There is not an architect on conract for the project yet, however DFCM is hoping to get the same architect that designed the Richfield DNR office building and the NUIFC building. This would obviously be an advantage since we have a history of working successfully together, they understand the purpose and requirements of
a dispatch center, and they designed the Richfield DNR office building to share much of the same infrastructure. They have already produced some preliminary drawings that have served as a starting point for discussions.
The funding appropriated by the legislature for the project should be adequate to build the dispatch center and cache. Savings will be realized by using existing infrastructure associated with the DNR office building.

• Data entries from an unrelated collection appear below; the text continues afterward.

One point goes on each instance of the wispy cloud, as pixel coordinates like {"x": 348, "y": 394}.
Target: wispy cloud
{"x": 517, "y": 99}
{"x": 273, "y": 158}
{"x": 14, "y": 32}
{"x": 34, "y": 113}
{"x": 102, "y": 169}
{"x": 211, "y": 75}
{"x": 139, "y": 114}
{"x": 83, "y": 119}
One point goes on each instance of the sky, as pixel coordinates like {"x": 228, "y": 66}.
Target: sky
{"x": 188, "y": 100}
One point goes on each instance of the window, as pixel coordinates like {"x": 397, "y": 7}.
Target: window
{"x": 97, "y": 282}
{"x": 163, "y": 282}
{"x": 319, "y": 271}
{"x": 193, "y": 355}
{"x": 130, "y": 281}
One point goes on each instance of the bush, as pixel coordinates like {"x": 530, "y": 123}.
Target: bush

There should be adequate time to complete the project and move in to the new facility before the lease on the current building expires.

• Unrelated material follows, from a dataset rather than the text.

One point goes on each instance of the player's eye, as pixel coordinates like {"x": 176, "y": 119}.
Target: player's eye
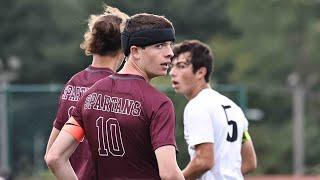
{"x": 159, "y": 45}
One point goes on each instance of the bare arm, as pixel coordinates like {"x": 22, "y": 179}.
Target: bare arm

On November 29th a meeting was held in Richfield with the DFCM Project Leader, DNR leadership, and the agency fire representatives. Although we are not ready to begin the construction process, it was a good opportunity for everyone to meet, gain an understanding of the process, and understand the budget constraints. It was also a forum for the agency fire people to express additional needs and possible additions to the preliminary drawings that have been produced.
Many of you know me from my career with the Utah Division of Forestry, Fire and State Lands but let me introduce myself to those that do not. Prior to being selected as the Dispatch Consolidation Project Manager I worked 31 years with the state of Utah. The first half of my career was spent working with the State’s inmate fire crew, the Flame-n-go’s, before moving the state office. I began working at the state office in the position of Assistant State FMO, moved to state FMO in 2006 and finally served as Deputy Director before retiring. I worked on Great Basin incident management teams for several years before being selected as an Incident Commander in 2013. I retired in 2016, moved to Oregon, where I now live with my wife Janet. Dispatch fair share cost sharing was a goal I worked on during my time with the state and sadly never fully achieved. I am excited to work with everyone to develop a safe and efficient dispatch system in Utah that all agencies can support. Contact me with concerns, suggestions and/or questions.
801 558 6508
The Oversight Committee will meet this month to begin to review boundary options and cost data to determine a preferred alternative for the Executive Board.

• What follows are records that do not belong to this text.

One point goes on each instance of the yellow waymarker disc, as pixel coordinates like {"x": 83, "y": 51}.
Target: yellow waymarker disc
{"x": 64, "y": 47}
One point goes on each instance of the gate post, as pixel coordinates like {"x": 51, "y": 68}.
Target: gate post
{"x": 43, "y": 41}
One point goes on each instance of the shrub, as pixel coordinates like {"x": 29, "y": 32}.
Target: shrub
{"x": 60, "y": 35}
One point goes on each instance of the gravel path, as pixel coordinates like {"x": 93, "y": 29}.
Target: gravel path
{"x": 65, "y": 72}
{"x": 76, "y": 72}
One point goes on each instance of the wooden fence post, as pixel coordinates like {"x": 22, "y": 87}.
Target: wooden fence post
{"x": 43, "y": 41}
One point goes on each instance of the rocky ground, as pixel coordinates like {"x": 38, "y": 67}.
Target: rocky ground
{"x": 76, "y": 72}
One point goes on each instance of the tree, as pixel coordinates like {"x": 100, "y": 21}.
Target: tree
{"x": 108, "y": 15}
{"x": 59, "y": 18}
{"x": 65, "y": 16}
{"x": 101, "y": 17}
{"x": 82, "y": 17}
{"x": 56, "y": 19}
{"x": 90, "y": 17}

I will be evaluating the costs benefits of the two potential dispatch center locations.
A FireOrg analysis of each of the boundary options has begun and is scheduled to be completed by mid-January
The Executive Board will be meeting in March. They will be presented with the preferred boundary option developed by the Oversight Committee and cost benefit information. It is anticipated that the Board will select a boundary option and dispatch center location at that time.